Life

Neighbor Leaves Truly Horrible Note For Amputee

by Kim Lyons

After losing her leg in an accident last year, 26-year-old Ashley Brady of Miamisburg, Ohio, was happy to finally have a handicapped parking space close to her apartment building. She had struggled through the winter, falling several times on the ice walking across the parking lot. But not long after she finally got the designated space, someone without a handicapped placard started parking in it. Frustrated, Brady wrote a note and stuck it on the other car's windshield, she told WKEF-TV in Dayton. "I was stern and confident in what I was saying and just letting her know she doesn't know what its like to walk around without your own leg," Brady told the TV station.

Soon after leaving word on the offending car, Brady got a note in response from the other car's owner, telling Brady to "shove it" and threatening to file a report if Brady touches her car again. It's pretty appalling, and puzzling too, because, I mean, has the nasty note-writer never heard of the Internet? Come on, honey, this is the kind of thing for which the term "going viral" was invented. You can't be mean *on paper* to a woman with a prosthetic leg who calls you out for parking in her spot and think it's not going to wind up on Facebook. (Spoiler: It did.) This person is bad at life and bad at the Internet.
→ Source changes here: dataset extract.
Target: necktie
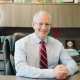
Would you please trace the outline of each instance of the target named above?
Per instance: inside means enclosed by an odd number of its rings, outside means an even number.
[[[45,47],[45,42],[43,41],[41,42],[40,46],[40,68],[41,69],[48,68],[46,47]]]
That mean-spirited missive has been shared more than 3,500 times on Facebook since it was posted on Monday. Now, to be fair, we only have Brady's version of events here. We don't know exactly what she wrote in her note to the neighbor, and we don't have the neighbor's side of the story. Nonetheless, whatever was in Brady's note doesn't justify such a nasty response, and anyone who starts a note to a woman whose leg has been amputated with "Hey Handicap" is not really someone who inspires sympathy. The note-writer seems to be taking particular glee in the fact that she has two legs while Brady only has one, judging from the last sentence. And "honey, you ain't the only one with struggles"? What does that even mean?

Brady told the television station she got a lot of feedback from other amputees who had been in similar kinds of situations. (That I even had to type that as a true sentence makes me a little nauseous.) "She told me to cry to someone who cares, so I went to the Internet, and it turns out a lot of people care," Brady said.

Brady filed a grievance with the local police department. As of the time this post was written, the apartment complex where both women live has not decided what, if any, action it will take.